Mark Kurlansky, The Big Oyster
Yes, photography was new in 1862. And, by then, photography was also slow. The low-sensitivity emulsions were still in command: there were no action scenes, no shooting, no bombing, and no soldiers falling after being shot. The images of war brought to New York by Gardner and Gibson were pictures of desolation, post-battle photos of corpses, crippled men and misty ambiance. There were still a few steps ahead in the path towards plastic-based negatives and Leica cameras.

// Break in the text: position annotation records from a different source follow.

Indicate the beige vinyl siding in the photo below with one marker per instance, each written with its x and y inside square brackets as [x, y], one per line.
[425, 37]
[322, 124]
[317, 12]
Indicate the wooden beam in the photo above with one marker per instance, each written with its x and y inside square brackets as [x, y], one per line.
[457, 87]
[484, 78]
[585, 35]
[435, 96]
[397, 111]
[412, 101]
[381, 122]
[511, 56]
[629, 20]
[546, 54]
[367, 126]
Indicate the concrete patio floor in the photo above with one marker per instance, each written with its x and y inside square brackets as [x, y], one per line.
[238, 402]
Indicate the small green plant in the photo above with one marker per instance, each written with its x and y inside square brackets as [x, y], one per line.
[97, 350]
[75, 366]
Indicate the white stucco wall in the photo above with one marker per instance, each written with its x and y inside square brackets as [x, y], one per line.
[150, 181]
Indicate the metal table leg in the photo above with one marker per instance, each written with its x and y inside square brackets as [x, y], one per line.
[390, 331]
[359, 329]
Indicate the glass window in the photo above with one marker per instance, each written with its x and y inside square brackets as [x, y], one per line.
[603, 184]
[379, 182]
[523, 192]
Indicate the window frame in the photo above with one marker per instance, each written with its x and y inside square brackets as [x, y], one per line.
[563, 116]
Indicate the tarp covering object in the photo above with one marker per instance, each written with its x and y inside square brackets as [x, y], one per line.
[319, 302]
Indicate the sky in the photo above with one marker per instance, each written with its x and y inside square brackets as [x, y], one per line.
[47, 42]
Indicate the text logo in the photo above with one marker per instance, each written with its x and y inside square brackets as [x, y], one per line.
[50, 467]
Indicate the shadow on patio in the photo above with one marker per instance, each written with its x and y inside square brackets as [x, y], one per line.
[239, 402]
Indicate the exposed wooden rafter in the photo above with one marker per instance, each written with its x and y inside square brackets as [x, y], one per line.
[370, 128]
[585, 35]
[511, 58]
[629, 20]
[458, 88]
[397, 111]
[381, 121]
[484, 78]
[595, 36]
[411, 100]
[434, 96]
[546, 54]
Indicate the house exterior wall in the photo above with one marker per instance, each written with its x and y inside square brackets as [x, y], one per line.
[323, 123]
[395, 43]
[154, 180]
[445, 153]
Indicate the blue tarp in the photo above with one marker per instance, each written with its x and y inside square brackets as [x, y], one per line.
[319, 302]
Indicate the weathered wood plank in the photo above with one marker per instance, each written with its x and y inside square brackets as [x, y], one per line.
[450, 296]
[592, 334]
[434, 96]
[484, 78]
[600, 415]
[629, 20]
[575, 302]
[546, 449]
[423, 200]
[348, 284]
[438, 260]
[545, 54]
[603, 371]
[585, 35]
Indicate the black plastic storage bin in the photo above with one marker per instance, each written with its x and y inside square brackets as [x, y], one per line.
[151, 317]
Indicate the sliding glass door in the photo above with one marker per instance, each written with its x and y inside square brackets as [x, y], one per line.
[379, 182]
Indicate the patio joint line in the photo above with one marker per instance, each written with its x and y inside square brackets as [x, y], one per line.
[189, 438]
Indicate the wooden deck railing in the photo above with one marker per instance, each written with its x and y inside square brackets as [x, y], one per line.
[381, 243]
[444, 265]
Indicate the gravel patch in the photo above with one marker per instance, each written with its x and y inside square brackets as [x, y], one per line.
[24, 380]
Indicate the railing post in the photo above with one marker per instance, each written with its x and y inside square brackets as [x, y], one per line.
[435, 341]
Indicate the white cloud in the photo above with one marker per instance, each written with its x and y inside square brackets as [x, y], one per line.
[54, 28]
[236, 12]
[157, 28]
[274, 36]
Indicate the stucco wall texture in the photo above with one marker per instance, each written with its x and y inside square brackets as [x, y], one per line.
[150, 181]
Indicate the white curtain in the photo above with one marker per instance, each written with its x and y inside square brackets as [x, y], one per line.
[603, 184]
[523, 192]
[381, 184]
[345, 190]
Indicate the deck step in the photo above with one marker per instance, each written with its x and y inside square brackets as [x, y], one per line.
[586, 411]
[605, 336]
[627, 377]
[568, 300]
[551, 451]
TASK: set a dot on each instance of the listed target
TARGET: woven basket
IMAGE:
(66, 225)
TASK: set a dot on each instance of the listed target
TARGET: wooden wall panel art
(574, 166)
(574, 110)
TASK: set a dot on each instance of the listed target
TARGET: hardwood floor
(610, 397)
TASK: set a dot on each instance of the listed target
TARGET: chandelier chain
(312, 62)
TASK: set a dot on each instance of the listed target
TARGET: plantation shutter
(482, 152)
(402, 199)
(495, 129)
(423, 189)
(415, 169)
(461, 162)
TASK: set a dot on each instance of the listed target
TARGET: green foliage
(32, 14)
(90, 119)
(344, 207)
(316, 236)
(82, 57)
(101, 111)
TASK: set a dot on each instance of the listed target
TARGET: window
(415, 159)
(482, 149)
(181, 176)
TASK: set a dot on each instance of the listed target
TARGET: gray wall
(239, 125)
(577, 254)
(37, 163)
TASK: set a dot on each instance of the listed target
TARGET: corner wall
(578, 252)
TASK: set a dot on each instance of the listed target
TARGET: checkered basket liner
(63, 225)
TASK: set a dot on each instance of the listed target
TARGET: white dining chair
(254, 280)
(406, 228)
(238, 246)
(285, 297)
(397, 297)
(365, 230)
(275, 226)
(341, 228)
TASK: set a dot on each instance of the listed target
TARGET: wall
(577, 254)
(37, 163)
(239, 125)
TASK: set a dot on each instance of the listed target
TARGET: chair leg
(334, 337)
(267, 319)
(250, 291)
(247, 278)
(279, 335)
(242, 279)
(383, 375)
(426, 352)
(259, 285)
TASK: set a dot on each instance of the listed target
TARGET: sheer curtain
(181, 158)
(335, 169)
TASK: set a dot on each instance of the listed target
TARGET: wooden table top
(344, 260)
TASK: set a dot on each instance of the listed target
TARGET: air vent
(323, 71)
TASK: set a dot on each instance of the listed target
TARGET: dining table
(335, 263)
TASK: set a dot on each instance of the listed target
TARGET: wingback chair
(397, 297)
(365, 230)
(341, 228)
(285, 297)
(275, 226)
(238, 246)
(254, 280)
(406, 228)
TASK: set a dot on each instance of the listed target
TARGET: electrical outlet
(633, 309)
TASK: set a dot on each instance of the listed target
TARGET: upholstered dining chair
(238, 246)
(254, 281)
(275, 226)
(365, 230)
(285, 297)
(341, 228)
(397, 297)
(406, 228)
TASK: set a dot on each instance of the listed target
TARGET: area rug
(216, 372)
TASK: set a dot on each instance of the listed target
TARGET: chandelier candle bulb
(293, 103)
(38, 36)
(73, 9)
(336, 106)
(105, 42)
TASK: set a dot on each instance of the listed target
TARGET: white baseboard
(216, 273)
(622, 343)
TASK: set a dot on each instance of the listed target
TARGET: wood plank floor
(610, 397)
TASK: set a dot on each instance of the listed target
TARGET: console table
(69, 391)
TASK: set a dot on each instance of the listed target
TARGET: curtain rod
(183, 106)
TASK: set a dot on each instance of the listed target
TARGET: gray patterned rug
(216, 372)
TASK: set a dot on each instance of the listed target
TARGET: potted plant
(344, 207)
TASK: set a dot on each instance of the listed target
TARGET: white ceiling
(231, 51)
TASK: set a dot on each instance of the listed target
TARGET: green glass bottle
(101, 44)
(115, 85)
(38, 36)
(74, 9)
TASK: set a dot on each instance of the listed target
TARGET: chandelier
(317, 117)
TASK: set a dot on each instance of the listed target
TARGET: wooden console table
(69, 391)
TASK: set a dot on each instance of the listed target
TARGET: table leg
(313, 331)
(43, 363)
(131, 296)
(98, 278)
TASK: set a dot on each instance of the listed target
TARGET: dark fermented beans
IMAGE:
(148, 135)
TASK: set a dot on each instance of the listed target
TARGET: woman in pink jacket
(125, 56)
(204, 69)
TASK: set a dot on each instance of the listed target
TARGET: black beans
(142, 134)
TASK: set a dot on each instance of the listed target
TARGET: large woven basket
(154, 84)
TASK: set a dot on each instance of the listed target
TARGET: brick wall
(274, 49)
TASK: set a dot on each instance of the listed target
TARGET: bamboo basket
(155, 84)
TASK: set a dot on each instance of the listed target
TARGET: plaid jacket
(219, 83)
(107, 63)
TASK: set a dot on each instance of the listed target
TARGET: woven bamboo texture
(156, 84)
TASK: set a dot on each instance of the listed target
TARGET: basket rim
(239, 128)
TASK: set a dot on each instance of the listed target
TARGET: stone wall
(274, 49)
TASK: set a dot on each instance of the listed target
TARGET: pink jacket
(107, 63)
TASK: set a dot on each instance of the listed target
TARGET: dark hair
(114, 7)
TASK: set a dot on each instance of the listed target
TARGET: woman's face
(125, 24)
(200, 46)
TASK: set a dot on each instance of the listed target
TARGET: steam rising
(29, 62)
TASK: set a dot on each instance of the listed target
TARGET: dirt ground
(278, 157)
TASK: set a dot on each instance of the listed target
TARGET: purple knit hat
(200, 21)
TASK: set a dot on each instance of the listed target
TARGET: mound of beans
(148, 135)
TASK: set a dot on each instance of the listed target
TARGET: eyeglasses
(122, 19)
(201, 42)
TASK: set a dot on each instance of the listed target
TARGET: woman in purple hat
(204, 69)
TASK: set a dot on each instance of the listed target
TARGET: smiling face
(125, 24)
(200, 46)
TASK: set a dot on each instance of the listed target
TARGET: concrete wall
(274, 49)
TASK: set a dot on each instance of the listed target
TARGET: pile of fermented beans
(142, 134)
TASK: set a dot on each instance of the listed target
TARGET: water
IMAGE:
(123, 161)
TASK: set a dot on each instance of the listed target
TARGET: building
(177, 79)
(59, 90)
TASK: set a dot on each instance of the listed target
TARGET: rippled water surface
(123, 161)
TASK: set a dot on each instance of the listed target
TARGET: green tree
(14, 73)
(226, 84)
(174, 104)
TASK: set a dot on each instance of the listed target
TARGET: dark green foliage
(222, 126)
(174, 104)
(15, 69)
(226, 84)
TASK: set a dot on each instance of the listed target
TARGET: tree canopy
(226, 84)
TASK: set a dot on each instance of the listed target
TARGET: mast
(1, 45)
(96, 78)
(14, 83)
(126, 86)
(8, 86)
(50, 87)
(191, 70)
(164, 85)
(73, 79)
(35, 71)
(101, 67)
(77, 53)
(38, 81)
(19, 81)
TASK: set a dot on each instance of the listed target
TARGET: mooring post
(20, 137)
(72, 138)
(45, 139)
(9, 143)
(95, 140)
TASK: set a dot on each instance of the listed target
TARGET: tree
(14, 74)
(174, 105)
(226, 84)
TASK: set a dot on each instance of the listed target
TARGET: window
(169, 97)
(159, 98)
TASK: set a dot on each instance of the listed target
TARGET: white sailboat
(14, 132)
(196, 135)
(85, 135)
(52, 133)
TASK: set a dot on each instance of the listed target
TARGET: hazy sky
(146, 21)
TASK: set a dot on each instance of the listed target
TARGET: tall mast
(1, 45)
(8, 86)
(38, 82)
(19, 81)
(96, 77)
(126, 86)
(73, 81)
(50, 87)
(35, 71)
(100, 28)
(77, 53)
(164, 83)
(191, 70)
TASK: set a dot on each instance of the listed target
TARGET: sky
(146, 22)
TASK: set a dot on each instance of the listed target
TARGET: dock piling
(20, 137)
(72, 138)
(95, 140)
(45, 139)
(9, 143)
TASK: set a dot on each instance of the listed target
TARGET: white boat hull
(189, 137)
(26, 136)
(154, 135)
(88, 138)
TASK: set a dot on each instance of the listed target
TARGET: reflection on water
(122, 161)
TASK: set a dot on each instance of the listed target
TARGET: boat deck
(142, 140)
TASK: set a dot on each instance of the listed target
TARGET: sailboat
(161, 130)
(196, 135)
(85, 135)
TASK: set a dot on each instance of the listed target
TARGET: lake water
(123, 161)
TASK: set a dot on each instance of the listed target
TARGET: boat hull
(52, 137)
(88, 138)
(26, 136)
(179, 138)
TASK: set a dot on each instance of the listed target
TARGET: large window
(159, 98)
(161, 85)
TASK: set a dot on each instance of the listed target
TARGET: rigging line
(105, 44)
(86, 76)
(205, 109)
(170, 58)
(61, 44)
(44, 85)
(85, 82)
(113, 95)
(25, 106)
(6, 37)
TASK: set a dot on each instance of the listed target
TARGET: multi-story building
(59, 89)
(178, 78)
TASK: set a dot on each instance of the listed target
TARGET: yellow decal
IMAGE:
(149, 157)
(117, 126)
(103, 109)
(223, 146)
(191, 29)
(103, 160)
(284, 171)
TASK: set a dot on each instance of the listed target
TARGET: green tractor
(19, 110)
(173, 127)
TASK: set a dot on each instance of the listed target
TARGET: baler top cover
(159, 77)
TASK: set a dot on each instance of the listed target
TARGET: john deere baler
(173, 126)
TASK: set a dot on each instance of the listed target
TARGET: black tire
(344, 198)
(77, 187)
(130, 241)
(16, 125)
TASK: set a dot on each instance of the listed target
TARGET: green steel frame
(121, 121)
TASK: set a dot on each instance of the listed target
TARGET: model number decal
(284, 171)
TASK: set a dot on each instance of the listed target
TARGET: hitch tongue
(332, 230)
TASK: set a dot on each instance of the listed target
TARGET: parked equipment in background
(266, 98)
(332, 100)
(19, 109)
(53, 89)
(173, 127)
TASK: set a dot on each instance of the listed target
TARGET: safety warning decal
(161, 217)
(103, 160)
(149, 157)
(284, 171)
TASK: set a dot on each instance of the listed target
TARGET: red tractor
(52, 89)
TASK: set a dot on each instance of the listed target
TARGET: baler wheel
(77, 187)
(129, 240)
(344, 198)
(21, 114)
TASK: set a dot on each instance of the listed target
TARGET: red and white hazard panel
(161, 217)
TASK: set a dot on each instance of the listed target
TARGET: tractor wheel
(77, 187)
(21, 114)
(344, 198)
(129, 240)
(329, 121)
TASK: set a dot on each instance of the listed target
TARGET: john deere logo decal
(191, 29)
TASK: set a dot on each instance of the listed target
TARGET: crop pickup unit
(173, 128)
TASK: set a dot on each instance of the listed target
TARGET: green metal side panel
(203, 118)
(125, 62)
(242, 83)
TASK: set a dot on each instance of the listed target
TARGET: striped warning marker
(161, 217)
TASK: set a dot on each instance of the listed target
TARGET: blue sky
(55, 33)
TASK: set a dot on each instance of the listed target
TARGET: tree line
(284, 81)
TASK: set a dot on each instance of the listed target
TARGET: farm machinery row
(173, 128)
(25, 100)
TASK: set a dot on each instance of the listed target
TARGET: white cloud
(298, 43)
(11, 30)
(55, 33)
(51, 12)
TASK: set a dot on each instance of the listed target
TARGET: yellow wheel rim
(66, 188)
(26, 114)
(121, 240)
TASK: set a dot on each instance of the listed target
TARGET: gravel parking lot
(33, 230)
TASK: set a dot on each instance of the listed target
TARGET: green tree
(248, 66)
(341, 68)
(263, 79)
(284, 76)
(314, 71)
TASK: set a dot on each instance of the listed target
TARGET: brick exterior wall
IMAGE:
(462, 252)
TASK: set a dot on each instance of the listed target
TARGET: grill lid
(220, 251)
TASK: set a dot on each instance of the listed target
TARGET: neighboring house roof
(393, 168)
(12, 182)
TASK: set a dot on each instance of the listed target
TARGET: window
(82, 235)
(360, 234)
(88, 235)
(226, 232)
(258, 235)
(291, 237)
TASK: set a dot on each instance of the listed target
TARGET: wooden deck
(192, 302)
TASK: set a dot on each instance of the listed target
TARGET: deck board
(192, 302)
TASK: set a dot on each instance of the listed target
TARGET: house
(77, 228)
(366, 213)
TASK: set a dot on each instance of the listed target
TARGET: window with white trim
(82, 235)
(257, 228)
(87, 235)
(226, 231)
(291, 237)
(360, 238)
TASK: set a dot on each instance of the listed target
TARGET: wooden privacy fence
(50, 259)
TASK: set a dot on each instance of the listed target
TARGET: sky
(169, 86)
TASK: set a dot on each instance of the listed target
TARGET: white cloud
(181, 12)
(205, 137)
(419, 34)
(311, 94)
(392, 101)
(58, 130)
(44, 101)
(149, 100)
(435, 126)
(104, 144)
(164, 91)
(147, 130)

That’s why I keep saying that, if we stick our analysis to the production of images, we’ll probably realize that the digital age is not bringing any revolution. It’s just another step in the process. And not a very important one, since, unlike the evolution of 19th century emulsions and films, switching between silver and bits is not having relevant effects on image making. I mean, you can still increase more your creative tools if adding a technical camera to your 35mm kit, than changing from analogical to a digital reflex camera. Digital is just a matter of speed, but not photographic speed; it only affects the rate of distribution, selection, error correction. And that’s why, for many photographers, the digital is not that exciting (except for archival and handling purposes, maybe).
However, if we limit digital photography to a digital environment (i.e., no prints, just files and screens and software), then we may perceive a big revolution coming by, in the way we conceive and think about photography. In fact, we may be in witnessing, in nowadays, the amputation of the cognitive extension that analogical photography gave us (mankind). Later, I’ll try to explain this point of view, which, I admit, is pretty radical and polemical.